Alfred Marshall provides a still widely-cited definition in his textbook Principles of Economics (1890) that extends analysis beyond wealth and from the societal to the macroeconomic level:
"Economics
is a study of man's action in the ordinary business of life it inquires how he
gets his income and how he uses it. It examines that part of individual and
social actions which is mostly closely connected with the attainment and with
the use of material requisites of wellbeing. Thus economics is on one side a
study of wealth and on the other and important side a part of the study of man
".
Features
of Marshall’s definition:
1)
Economics is interested in human welfare
not in wealth
2)
It is a social science. A person who is
cut away from the society is not the subject of study of economics.
3)
Economics does not study of all the
activities of man. It only studies ordinary business of life.
4)
Economics is a concerned with the ways
in which a man works on natural resources for the satisfaction of material
wants.
Criticisms of
Marshall’s Definition: In 1931, Lionel Robbins published
his book “Nature and Significance of Economics Science”, following are the
grounds of his criticism of neoclassical economics definition by Alfred
Marshall.
1.
Narrow down the Scope of Economics: According to
Prof. Lionel Robbins the use of the word “Material” in Marshall’s definition
narrows down the scope of economics. There are many things in the world, which
are non material but they are very significant for promoting human welfare.
For example the
services of doctors, lawyers, teachers, engineers, professors etc. these thing
satisfy our wants and are scarce in supply. If we exclude these services from
the economics, then its cope will be very much restricted.

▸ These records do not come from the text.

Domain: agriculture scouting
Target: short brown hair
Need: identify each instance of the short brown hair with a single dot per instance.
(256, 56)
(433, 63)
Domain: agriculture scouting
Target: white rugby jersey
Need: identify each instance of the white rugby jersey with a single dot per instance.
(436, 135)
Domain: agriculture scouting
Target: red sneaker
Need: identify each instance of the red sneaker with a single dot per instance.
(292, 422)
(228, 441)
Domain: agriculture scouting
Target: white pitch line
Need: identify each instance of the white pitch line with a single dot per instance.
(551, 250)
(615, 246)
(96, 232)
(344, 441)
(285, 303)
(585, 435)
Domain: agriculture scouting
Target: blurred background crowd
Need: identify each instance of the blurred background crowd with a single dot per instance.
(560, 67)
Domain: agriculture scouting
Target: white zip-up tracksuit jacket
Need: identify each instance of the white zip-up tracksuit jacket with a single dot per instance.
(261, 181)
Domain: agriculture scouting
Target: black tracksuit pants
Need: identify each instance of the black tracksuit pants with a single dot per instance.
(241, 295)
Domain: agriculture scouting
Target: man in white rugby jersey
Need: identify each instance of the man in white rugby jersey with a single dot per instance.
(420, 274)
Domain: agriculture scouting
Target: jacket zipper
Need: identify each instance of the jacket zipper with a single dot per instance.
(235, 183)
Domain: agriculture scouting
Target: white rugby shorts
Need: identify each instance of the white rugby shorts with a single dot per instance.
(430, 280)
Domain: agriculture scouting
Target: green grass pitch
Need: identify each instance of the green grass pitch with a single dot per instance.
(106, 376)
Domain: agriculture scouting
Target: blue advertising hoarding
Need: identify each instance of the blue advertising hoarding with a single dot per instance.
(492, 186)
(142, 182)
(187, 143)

Therefore, in the
actual study of economics principles, both the material and immaterial things
are taken into accounts.
2.
Classificatory Type of Definition: Marshall’s
definition was rejected by Robins as being classificatory because it makes a
distinction between material and immaterial welfare and says that economic is
concerned only with material welfare.
3.
Relation between Economics and Welfare: Robbins hardly
criticized Marshall’s definition due to the reason of the relation between
economics and welfare. Robins said that there are many activities which do not
promote human welfare but they can satisfy their wants and therefore, can be
regarded economic activities, for example the manufacturing and sale of alcohol
goods or opium etc. here Robins says “whey talk of welfare at all? Why not
throw away the mask along altogether?”
4.
Welfare is a Vague Concept: Professor Robins raised another
objection about “Welfare”. In Robbins opinion, welfare is a vague concept. It
is purely subjective. It differs from man to man, from place to place and from
age to age. Robins says that what is the use of a concept which cannot be
quantitatively measured and on which two persons cannot agree as to what is
conducive to welfare and what is not.
5.
Involves Value Judgment: Robins object that the word “Welfare”
involves value judgment. According to Robbins the work of the economists is not
to judge the value of a commodity whether it promotes welfare or not.
Economists are forbidden to pass any decision.
6.
Impractical: The definition of economics by Alfred Marshall is
of theoretical nature. Alfred Marshall definition of economics is not possible
in practice to divide human activities.